È possibile che lo smog e il tempo stabile si stiano influenzando e stimolando a vicenda. Tuttavia, la permanenza per più di una settimana del cielo grigio lascia ipotizzare che questo stato di inerzia sia il risultato di una causa scatenante. Ma quale?
C’è chi ha puntato il dito contro l’erba bruciata dai contadini nei terreni incolti ai margini della città, chi ha pensato ai motori delle macchine e alle centrali elettriche a carbone nella regione del delta del Fiume azzurro. Stando ai dati sulla capacità installata di energia prodotta con combustibili fossili nei tre principali centri economici del paese, i valori dell’area di Pechino, Tianjin e dello Hebei e di quella del Fiume delle perle (Canton, Shenzhen e Hong Kong) coprono solo il 7 per cento di tutto il paese, mentre quelli dell’area del delta del Fiume azzurro ammontano al 17 per cento.

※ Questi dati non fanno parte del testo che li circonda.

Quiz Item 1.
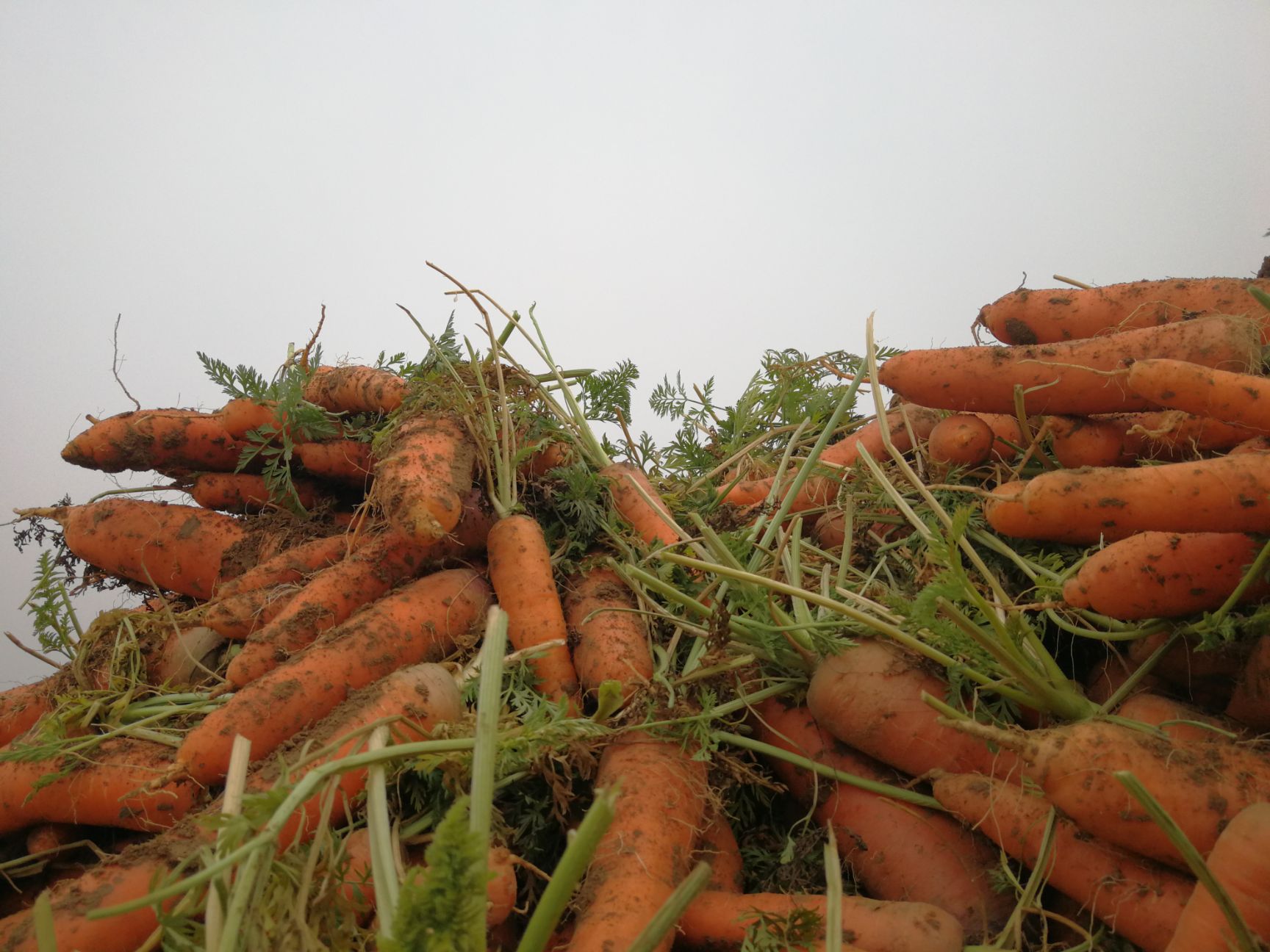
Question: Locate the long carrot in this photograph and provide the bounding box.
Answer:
[878,317,1261,414]
[1063,532,1270,621]
[984,453,1270,544]
[931,773,1195,952]
[1165,804,1270,952]
[176,569,490,785]
[569,738,706,952]
[975,278,1270,344]
[806,638,1017,777]
[754,698,1014,940]
[564,565,653,698]
[62,410,245,474]
[675,890,963,952]
[373,415,476,544]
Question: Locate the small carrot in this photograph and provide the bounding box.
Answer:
[931,773,1195,952]
[984,453,1270,544]
[878,316,1260,414]
[1165,804,1270,952]
[62,410,245,474]
[1063,532,1270,621]
[975,278,1270,344]
[569,738,706,952]
[304,366,410,414]
[176,569,490,786]
[564,565,653,698]
[806,638,1017,777]
[373,415,476,544]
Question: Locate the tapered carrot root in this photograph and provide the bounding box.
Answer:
[1063,532,1270,621]
[675,890,963,952]
[176,569,490,785]
[600,464,679,546]
[975,278,1270,344]
[375,415,476,544]
[1165,804,1270,952]
[984,453,1270,544]
[878,317,1260,414]
[0,738,197,834]
[806,638,1017,777]
[569,738,706,952]
[564,566,653,698]
[959,721,1270,870]
[754,698,1014,938]
[16,499,256,599]
[305,366,410,414]
[62,410,245,474]
[722,405,940,513]
[932,773,1195,952]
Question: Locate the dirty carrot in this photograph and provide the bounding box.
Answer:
[878,317,1261,414]
[975,278,1270,344]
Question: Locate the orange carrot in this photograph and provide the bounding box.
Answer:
[681,890,963,952]
[176,569,489,786]
[569,735,706,952]
[932,773,1195,952]
[806,638,1017,777]
[564,565,653,698]
[0,738,197,834]
[305,366,410,414]
[375,415,476,544]
[878,317,1261,414]
[18,499,256,599]
[754,698,1014,940]
[722,404,940,513]
[485,514,578,704]
[62,410,245,474]
[958,720,1270,870]
[1165,804,1270,952]
[600,464,679,546]
[1063,532,1270,621]
[984,453,1270,544]
[975,278,1270,344]
[926,414,996,469]
[1125,358,1270,436]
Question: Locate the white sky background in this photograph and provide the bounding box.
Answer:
[0,0,1270,687]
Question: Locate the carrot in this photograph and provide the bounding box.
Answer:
[975,278,1270,344]
[485,513,578,704]
[958,720,1270,870]
[984,453,1270,544]
[600,464,679,546]
[754,698,1014,940]
[1063,532,1270,621]
[932,773,1195,952]
[569,736,706,952]
[373,415,476,544]
[305,366,410,414]
[176,569,489,786]
[722,404,940,513]
[806,638,1017,777]
[1125,358,1270,436]
[878,317,1261,414]
[926,414,996,469]
[15,499,260,599]
[62,410,245,474]
[291,439,375,486]
[564,565,653,698]
[0,738,197,834]
[189,472,330,513]
[1165,804,1270,952]
[675,890,963,952]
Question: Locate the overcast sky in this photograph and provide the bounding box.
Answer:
[0,0,1270,687]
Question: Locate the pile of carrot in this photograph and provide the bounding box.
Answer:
[0,270,1270,952]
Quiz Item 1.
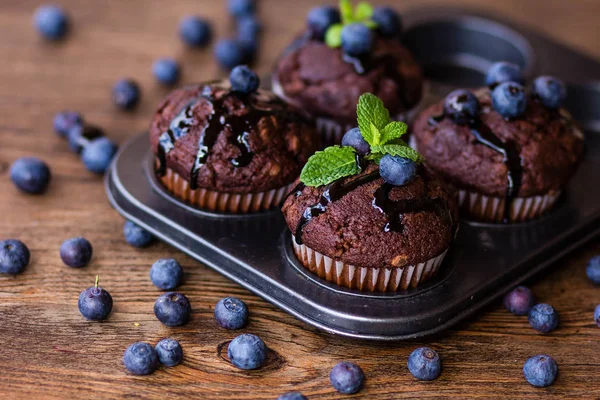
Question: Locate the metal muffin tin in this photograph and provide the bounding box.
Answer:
[106,10,600,340]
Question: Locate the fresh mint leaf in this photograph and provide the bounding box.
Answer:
[325,24,344,49]
[371,140,425,164]
[356,93,390,146]
[300,146,360,187]
[381,121,408,144]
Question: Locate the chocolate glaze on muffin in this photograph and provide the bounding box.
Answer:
[150,82,320,211]
[274,32,423,128]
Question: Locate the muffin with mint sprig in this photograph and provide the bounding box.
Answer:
[282,94,458,292]
[272,0,423,144]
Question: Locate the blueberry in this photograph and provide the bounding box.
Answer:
[444,89,479,124]
[585,256,600,285]
[112,78,140,110]
[227,0,256,18]
[215,297,248,329]
[179,15,212,47]
[34,5,69,40]
[67,124,104,154]
[329,361,365,394]
[123,342,158,375]
[492,82,527,118]
[504,286,535,315]
[379,154,418,186]
[214,39,248,69]
[81,137,117,174]
[150,258,183,290]
[152,58,181,85]
[53,111,83,137]
[306,6,341,40]
[154,292,192,326]
[229,65,260,94]
[0,239,31,275]
[10,157,51,194]
[77,276,112,321]
[277,392,308,400]
[408,347,442,381]
[342,24,373,57]
[523,354,558,387]
[156,338,183,367]
[227,333,267,369]
[60,237,92,268]
[532,76,567,109]
[123,221,154,248]
[485,61,524,87]
[342,128,371,156]
[371,7,402,38]
[529,303,558,333]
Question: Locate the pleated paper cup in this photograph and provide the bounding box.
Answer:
[159,168,293,214]
[292,236,448,292]
[458,190,562,222]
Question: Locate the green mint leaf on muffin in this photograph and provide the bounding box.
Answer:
[300,146,361,187]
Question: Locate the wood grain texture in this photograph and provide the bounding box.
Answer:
[0,0,600,399]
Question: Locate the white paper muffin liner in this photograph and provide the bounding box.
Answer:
[458,190,562,222]
[292,235,448,292]
[159,168,294,214]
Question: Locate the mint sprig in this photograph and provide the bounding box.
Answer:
[300,93,424,186]
[325,0,377,49]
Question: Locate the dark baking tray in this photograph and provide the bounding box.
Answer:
[106,10,600,340]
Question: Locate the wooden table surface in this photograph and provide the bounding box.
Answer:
[0,0,600,399]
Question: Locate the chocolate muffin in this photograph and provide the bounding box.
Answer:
[272,2,423,144]
[414,64,584,222]
[150,67,320,213]
[282,92,458,292]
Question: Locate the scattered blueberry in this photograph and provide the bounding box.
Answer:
[585,256,600,285]
[277,392,308,400]
[0,239,31,275]
[112,79,140,110]
[77,276,112,321]
[81,137,117,174]
[329,361,365,394]
[485,61,524,87]
[179,15,212,47]
[227,0,255,18]
[34,5,69,40]
[154,292,192,326]
[342,128,371,156]
[214,39,248,69]
[529,303,558,333]
[123,342,158,375]
[60,237,92,268]
[10,157,51,194]
[67,124,104,154]
[371,7,402,38]
[150,258,183,290]
[215,297,248,329]
[53,111,83,137]
[227,333,267,369]
[504,286,535,315]
[408,347,442,381]
[342,24,373,57]
[523,354,558,387]
[379,154,418,186]
[531,76,567,109]
[123,221,154,248]
[492,82,527,118]
[306,6,341,40]
[444,89,479,124]
[152,58,181,85]
[229,65,260,94]
[156,338,183,367]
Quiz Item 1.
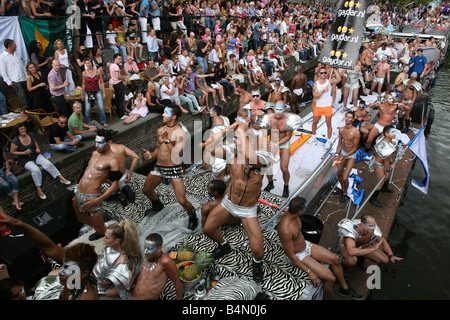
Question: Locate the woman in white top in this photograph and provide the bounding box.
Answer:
[54,39,75,91]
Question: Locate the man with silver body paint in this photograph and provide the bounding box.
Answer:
[73,129,122,241]
[255,100,302,198]
[337,214,403,269]
[131,233,183,300]
[142,105,198,230]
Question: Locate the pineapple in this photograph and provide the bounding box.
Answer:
[177,239,195,263]
[182,251,213,281]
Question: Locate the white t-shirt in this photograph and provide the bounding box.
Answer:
[106,30,116,45]
[178,54,192,70]
[161,84,173,100]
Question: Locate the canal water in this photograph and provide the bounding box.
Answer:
[369,60,450,300]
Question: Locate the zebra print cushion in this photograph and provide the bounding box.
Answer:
[204,277,261,300]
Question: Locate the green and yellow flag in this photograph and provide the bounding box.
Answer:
[19,17,70,56]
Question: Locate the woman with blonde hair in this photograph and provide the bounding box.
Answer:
[94,219,143,299]
[28,0,52,18]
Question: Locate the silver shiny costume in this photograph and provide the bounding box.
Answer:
[255,112,303,131]
[337,218,383,245]
[209,116,232,176]
[94,246,135,299]
[374,136,398,159]
[403,79,422,92]
[255,113,303,149]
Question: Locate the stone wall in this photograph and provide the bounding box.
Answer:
[0,56,316,216]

Secondo le analisi condotte da Greenpeace sui relativi dati climatici e sulle strutture produttive dell’area sul delta del Fiume azzurro, invece, "il cemento e altre emissioni rappresentano la principale causa dello smog nella regione del delta del Fiume azzurro". Oltre agli scarichi delle industrie locali, anche le sostanze inquinanti provenienti da fuori sono state prese in considerazione per capire se ci sia stata una relazione tra l’inquinamento che in questa occasione ha colpito le regioni a Sud del Fiume azzurro e la situazione nel Nord della Cina. Chi sostiene questa tesi fa riferimento al fatto che la qualità dell’aria nelle città meridionali è strettamente legata alla provenienza dei venti, e spesso la situazione inizia ad aggravarsi quando il vento soffia da Nord.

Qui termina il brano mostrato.